TMG Senior Fraud Prevention Analyst Nicole Reyes, the author of the paper, said recent data breaches at major retailers were “long overdue” consumer wake-up calls.

“Even the most high-tech and human analysis systems are improved when cardholders are actively engaged in the monitoring and detection of red flags on their accounts,” Reyes said. “Much of this is due to the fact that today’s consumer fraud tools rely on triggers set by the cardholders themselves. Although fraud detection strategies are becoming extremely granular with every new version of fraud-prevention software, a consumer remains the best at predicting his or her own purchase behavior. Consumers are, therefore, most equipped to understand which types of transactions qualify as unusual for their accounts.”

The paper stressed consumer education by financial institutions as a means to help consumers prevent fraud.
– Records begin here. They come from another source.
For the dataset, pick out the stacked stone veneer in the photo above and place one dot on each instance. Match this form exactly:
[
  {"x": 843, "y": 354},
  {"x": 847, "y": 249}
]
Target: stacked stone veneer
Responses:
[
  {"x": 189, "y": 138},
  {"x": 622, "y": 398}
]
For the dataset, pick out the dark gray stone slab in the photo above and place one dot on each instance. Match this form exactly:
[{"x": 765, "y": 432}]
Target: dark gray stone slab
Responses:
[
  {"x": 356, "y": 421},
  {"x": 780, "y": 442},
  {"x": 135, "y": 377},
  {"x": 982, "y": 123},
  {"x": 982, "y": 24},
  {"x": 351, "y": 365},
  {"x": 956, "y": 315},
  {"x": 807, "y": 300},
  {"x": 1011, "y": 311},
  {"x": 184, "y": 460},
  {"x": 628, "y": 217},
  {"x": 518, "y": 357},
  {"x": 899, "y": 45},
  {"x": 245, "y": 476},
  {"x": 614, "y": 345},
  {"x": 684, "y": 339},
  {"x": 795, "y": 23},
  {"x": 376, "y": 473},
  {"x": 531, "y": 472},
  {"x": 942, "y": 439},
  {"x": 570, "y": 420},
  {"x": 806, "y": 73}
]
Reyes said consumer education is valuable for both the consumer and financial institution, adding that the number of communication outlets make it easy for financial institutions to share a large volume of information regarding fraud prevention.

Additionally, the paper encouraged financial institutions to provide fraud prevention tools to consumers. According to the paper, research from Javelin Strategy & Research showed that more than 50 percent of fraud victims in 2012 detected fraud using financial alerts, credit monitoring and identity protection services.

The paper pointed to fraud text alerts as instrumental in helping consumers detect and prevent fraudulent activity. The alerts are customized to an individual institution’s existing program, and if a transaction is flagged as unusual, human analysts then examine it and seek verification of the transaction from the cardholder.

Reyes said in the paper that cardholder involvement is just an added layer of protection to bolster the controls the institution already has in place.

“FIs should not feel the need to wait until after a major incident makes the news to deploy the above strategies,” the report said. “Counterfeiters often wait months to pull the trigger on their fraudulent transactions, so ongoing education about diligent monitoring of transactions is always a good idea.”